Reconstructing Haiti urgent priority
Caribbean leaders are holding their annual mid-year summit as their countries struggle to recover from the global economic crisis.
The conference, in the Jamaican resort of Montego Bay, is also taking place as enthusiasm for regional economic integration appears to have waned.
The summit of the 15-nation Caribbean Community (Caricom) also opens as the World Bank predicts that economic growth in the area, excluding Haiti, will be a modest 3.2% this year. Last year it was 2%.
But that does not tell the full story.
Caricom Secretary-General, Edwin Carrington, has said that the economies of at least half of the member states will contract or will not grow this year.
He expressed concern about the high levels of unemployment and other factors that may exacerbate social and other problems in the region.
Critics have complained that Caricom has reacted weakly as a group to the economic crisis, which has hurt their key industries, particularly tourism.
St Vincent and Grenadines Prime Minister Ralph Gonsalves has blamed the lethargy on a "lack of leadership".
Elder statesman Sir Shridath Ramphal, the former Guyana foreign minister and Commonwealth Secretary General, has issued his own bleak assessment.
"Caricom is in comatose; and a coma can, without intensive care, precede death...,'' he said.
Sir Shridath said the centrepiece of the integration movement, the single trading market, had "lost its credibility".
Outside the region, confidence in the grouping may be slipping as well.
"Speaking to politicians and senior officials in Europe and North America about regional integration and the Caribbean's institutions, it is clear that there is a growing desire to find, where possible, alternative institutions to work through," said David Jessop of the London-based Caribbean Council.

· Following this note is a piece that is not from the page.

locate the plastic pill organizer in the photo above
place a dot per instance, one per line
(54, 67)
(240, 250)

At their mid-year summit last year, the heads of government issued a statement on the financial crisis but it was dismissed as a series of vague generalisations.
The leaders promised to continue work toward a regional financial services agreement to improve regulation after the collapse of the CL financial business empire.
Not much is known of the progress toward this goal.
They also said they would meet with international financial and other institutions to seek assistance that's tailored to meet the region's needs.
In a speech in the Bahamas last month, the former Barbados Prime Minister Owen Arthur said the Caribbean has not benefited from the $1.1 trillion in new support the G-20 had pledged for the International Monetary Fund (IMF) and the multi-lateral development banks .
Mr Arthur said: "The Caribbean, where the greatest need exists but where the least support has been received, must champion the call for the honouring of that commitment."
Caricom heads will get an opportunity to put their concerns directly to the managing director of the IMF, Dominique Strauss-Khan when they meet him in Montego Bay.
The IMF has already been called upon to provide policy-based loans to Jamaica and Antigua and Barbuda, two of the countries hardest hit by the economic crisis, but this has been done through existing programmes.
Other issues to be discussed in Jamaica include growing violent crime and the reconstruction of Haiti after January's devastating earthquake.
Haiti is one of the subjects that United Nations secretary general Ban Ki-moon will likely raise with the heads of government when he meets them.
Jamaica media four leaders are likely to miss the meeting, including the Prime Minister of Barbados who is ill, and the President of Suriname, who is in a caretaker role after inconclusive general elections in May.